Each level has its own codebook. The coarse level captures slow-moving macro factors while finer levels capture fast-moving tactical signals. The decoder reconstructs the input from all levels, ensuring each level captures complementary information.

9.2 Hierarchical Architecture

In hierarchical VQ-VAE, the encoder produces representations at multiple resolutions. The top level encodes global structure; each subsequent level encodes the residual detail not captured by coarser levels. This decomposition naturally separates signal from noise: macro regime information (signal) is captured at coarse levels while day-to-day noise is relegated to fine levels.

9.3 Trading with Hierarchical Codes

The multi-level codes enable multi-horizon trading strategies:

Strategic allocation based on Level 1 codes (monthly rebalancing)
Tactical tilts based on Level 2 codes (weekly adjustments)
Execution timing based on Level 3 codes (intraday decisions)

Each level of the hierarchy informs a different part of the investment process, creating a coherent multi-scale trading system.

10. Key Takeaways

VQ-VAE discretizes market data into a finite set of learned patterns (codebook entries), creating a “vocabulary” of market states.
Discrete representations avoid posterior collapse — a common failure mode of standard VAEs where the latent space is ignored.
EMA codebook updates are more stable than gradient-based optimization and don’t require a separate learning rate.
Codebook perplexity measures how many codes are actively used.
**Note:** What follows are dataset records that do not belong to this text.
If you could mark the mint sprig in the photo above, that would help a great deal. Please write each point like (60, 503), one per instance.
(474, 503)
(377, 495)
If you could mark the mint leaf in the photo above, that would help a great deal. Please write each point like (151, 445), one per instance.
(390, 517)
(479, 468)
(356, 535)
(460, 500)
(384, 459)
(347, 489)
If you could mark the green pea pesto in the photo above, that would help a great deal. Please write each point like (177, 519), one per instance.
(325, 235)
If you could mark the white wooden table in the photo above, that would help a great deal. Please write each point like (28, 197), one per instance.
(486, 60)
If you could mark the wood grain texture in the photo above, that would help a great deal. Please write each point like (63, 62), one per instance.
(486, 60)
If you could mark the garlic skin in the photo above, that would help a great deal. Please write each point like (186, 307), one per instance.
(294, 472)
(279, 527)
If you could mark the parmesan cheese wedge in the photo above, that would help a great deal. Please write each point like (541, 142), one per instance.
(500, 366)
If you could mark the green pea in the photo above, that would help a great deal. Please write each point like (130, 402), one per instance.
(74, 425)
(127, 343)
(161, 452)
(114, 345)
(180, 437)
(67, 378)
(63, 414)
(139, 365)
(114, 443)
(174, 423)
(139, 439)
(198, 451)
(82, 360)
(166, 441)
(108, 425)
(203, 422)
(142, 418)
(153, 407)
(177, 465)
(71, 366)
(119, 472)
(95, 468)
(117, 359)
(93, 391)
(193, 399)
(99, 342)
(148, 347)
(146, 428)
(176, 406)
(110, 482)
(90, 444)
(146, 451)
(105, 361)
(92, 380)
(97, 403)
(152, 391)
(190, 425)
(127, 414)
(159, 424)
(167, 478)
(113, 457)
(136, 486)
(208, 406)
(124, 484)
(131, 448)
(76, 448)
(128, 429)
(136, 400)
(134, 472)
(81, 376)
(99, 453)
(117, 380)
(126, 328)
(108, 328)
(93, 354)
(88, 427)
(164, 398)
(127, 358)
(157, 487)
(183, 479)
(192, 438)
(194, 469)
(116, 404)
Low perplexity indicates codebook collapse; aim for perplexity close to $K$.
Anomaly detection via codebook distance provides a principled way to detect novel market conditions — days that don’t match any learned pattern.
Token sequences enable language modeling — once market data is tokenized, autoregressive models can predict future market states.
The pattern library is interpretable — each codebook entry can be decoded and analyzed to understand what market pattern it represents.
Commitment loss weight $\beta$ controls the trade-off between reconstruction quality and codebook utilization. Typical values range from 0.1 to 1.0.
Codebook size $K$ determines the granularity of discretization. Too few entries lose detail; too many lead to underutilization. Start with 32-128 for daily market data.
VQ-VAE is a foundation for more advanced models. The discrete codes can feed into Transformers, HMMs, or reinforcement learning agents as compact state representations.

References

van den Oord, A., Vinyals, O., & Kavukcuoglu, K. (2017). Neural Discrete Representation Learning. NeurIPS.
van den Oord, A., et al. (2016). Conditional Image Generation with PixelCNN Decoders. NeurIPS.
Razavi, A., van den Oord, A., & Vinyals, O. (2019). Generating Diverse High-Fidelity Images with VQ-VAE-2. NeurIPS.
Roy, A., et al. (2018). Theory and Experiments on Vector Quantized Autoencoders. arXiv:1805.11063.